Sebanyak 419 Orang Berangkat Umrah di Tengah Omicron, Ini Kebijakan yang Dilakukan Kemenag


Ilustrasi pelaksanaan umrah di masa Pandemi-Saudi Ministry of Media-Saudi Ministry of Media

INFO MOJOKERTO - Di tengah pandemi, sejumlah 419 jamaah umrah perdana 2022 berangkat pada Sabtu (8/1).

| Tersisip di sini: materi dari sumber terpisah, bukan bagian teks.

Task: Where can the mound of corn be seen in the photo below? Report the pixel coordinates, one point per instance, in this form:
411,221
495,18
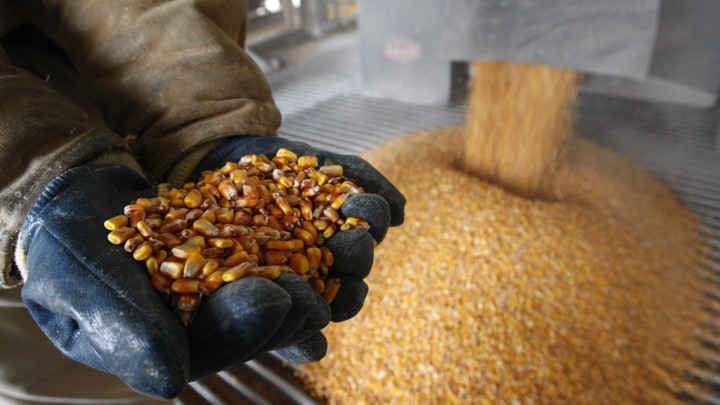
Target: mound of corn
486,297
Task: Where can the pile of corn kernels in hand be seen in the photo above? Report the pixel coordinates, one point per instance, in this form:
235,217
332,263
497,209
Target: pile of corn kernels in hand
255,217
484,297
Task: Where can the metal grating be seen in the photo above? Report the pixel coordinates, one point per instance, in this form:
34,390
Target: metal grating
323,105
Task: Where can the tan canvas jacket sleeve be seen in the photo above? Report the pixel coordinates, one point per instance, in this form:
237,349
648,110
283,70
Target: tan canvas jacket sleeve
171,73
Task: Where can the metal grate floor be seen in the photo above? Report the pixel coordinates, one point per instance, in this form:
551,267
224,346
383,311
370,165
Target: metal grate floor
323,105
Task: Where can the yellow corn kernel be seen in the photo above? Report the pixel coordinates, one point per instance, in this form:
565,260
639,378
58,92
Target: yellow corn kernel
287,154
299,263
355,221
237,176
293,244
145,229
196,241
228,168
237,272
152,265
308,226
116,222
271,272
160,256
172,270
327,257
339,201
185,286
161,283
133,242
221,243
193,265
163,189
284,205
193,199
209,216
225,215
331,170
321,224
308,161
188,302
330,231
178,213
120,235
248,201
228,189
213,281
314,257
184,251
331,214
208,269
286,182
142,252
305,236
237,258
205,227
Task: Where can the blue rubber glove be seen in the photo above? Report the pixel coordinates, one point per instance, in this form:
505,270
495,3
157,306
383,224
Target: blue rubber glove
97,305
382,206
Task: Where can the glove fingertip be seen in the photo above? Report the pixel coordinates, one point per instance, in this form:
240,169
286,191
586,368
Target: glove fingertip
372,208
349,299
353,251
309,350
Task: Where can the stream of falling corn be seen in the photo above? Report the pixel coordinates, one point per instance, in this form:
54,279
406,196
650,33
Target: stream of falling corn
486,297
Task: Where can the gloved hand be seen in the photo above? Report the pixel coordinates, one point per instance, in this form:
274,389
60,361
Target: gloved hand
382,206
97,306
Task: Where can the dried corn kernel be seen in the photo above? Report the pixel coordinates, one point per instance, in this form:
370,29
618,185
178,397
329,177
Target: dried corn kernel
255,217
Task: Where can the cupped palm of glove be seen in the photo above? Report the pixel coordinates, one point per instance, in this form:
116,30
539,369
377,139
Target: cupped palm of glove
97,306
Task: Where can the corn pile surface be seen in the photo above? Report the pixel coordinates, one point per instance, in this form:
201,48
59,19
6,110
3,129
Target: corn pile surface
484,297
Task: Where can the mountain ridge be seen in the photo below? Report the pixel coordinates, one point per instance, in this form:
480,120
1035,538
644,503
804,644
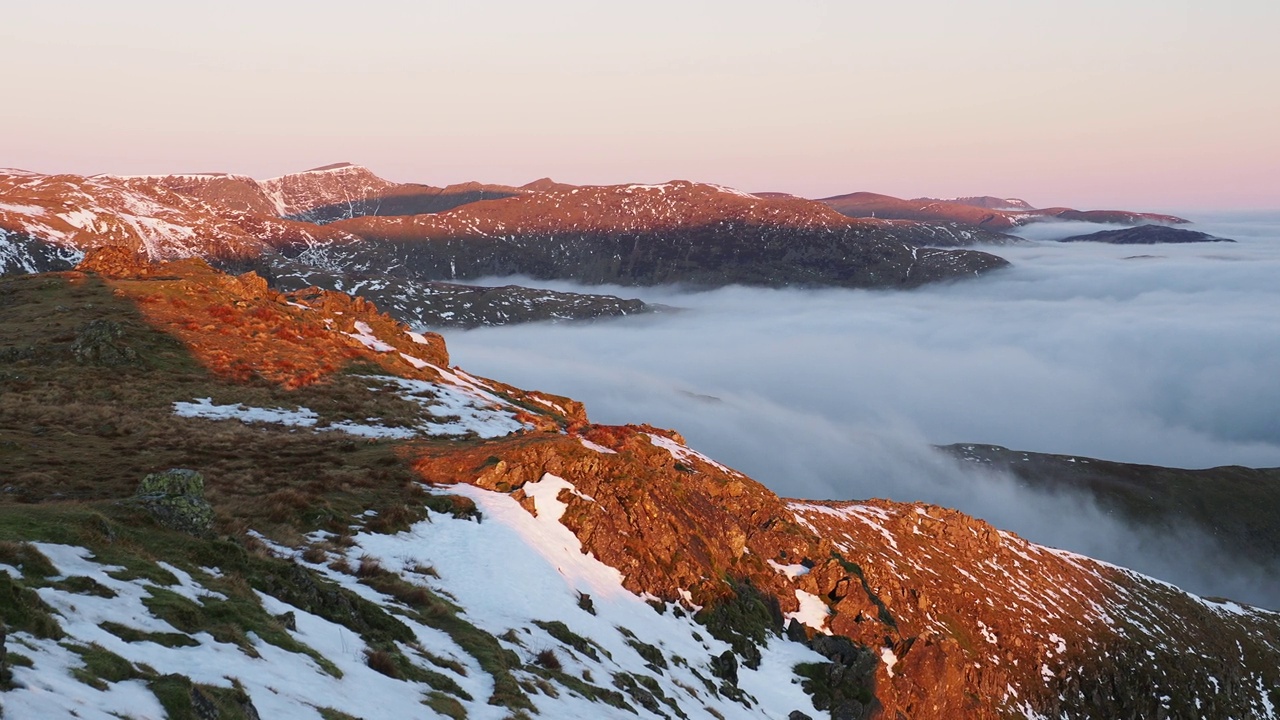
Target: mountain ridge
341,452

Kementerian Agama (Kemenag) mengingatkan Penyelenggara Perjalanan Ibadah Umrah (PPIU) untuk mematuhi One Gate Policy (Kebijakan Satu Pintu).

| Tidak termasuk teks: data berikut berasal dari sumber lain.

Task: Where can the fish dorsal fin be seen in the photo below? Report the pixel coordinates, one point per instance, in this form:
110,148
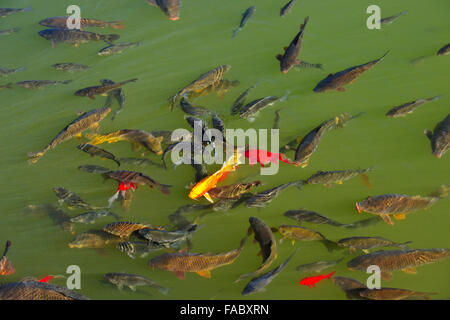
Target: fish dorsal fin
204,274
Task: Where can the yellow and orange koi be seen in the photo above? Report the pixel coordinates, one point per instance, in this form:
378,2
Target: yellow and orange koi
203,186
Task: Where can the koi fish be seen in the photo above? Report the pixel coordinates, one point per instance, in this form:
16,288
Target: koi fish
206,184
264,157
311,281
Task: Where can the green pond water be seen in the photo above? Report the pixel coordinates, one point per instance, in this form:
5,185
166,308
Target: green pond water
172,55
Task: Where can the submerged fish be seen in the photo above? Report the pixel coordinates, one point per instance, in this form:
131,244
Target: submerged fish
307,65
195,111
251,109
440,137
259,284
409,107
305,234
239,102
124,229
118,47
6,86
92,216
317,266
94,239
6,267
132,281
74,36
39,84
351,287
394,294
7,11
366,243
338,80
138,248
309,144
210,78
221,89
35,290
328,177
136,137
61,22
290,56
6,72
391,19
71,199
245,17
101,90
263,198
445,50
75,128
94,169
201,263
302,215
287,8
311,282
139,179
99,152
170,7
233,191
397,205
405,260
70,66
7,32
267,243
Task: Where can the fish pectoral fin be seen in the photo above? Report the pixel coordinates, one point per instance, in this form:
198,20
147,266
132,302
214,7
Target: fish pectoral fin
428,133
208,197
179,274
204,274
387,276
410,270
387,219
400,216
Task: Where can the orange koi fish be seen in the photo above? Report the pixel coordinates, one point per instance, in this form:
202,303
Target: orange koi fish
311,281
203,186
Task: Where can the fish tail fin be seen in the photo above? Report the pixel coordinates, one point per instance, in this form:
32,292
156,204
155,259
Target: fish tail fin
116,24
404,245
330,245
303,25
164,188
164,291
366,180
111,37
383,56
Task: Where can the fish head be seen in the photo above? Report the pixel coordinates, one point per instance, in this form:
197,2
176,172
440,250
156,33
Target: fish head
47,33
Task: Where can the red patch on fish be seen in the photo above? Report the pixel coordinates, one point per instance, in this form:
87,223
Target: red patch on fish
124,186
263,157
46,279
311,281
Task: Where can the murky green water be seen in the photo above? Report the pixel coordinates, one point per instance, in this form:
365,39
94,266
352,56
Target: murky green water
175,53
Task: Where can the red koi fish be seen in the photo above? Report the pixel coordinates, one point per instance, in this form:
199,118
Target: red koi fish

Penegasan ini disampaikan Direktur Jenderal Penyelenggaraan Haji dan Umrah (PHU) Hilman Latief saat melepas pemberangkatan umrah perdana 2022 di Asrama Haji Pondok Gede, Jakarta pada Sabtu (8/1).

"Kita bersama harus mendukung one gate policy atau kebijakan Satu Pintu Umrah yang ditetapkan Kemenag," ujar Hilman dalam keterangan tertulis di laman resmi kemenag.

Hal ini harus menjadi perhatian bersama mengingat dalam perjalanan ibadah umrah, peran Kemenag ada pada fungsi fasilitasi dan koordinasi. Sementara untuk operator pelaksanaan menjadi tanggung jawab PPIU. "Umrah itu bussiness to bussiness, artinya jika dapat visa, bisa berangkat umrah," terang Hilman.

Menurutnya, One Gate Policy merupakan kebijakan sistem pemberangkatan jamaah secara terpusat yang telah ditetapkan Kemenag. "Aturan ini mengatur seluruh Jamaah Umrah berangkat dari Bandara Soekarno-Hatta dan menjalani karantina di Jakarta," kata Hilman 

Kebijakan ini juga mengatur tentang pemeriksaan kesehatan, tes PCR/SWAB, pengecekan status vaksinasi, keimigrasian, hingga pengurusan dokumen lainnya. 

(BACA JUGA:Umrah akan Dibuka pada 8 Januari, Simak Penjelasan Kemenag)

"Intinya melindungi jamaah, memberikan proteksi dengan maksimal, serta memastikan jamaah dalam kondisi siap dengan dokumen yang valid dan terjaga," imbuhnya. 

Hilman menambahkan, pemberangkatan perdana Jemaah Umrah sejumlah 419 orang hari ini telah mengikuti prosedur One Gate Policy. Dengan demikian, kepatuhan terhadap protokol kesehatan baik di Indonesia dan Arab Saudi dapat dipantau dengan baik.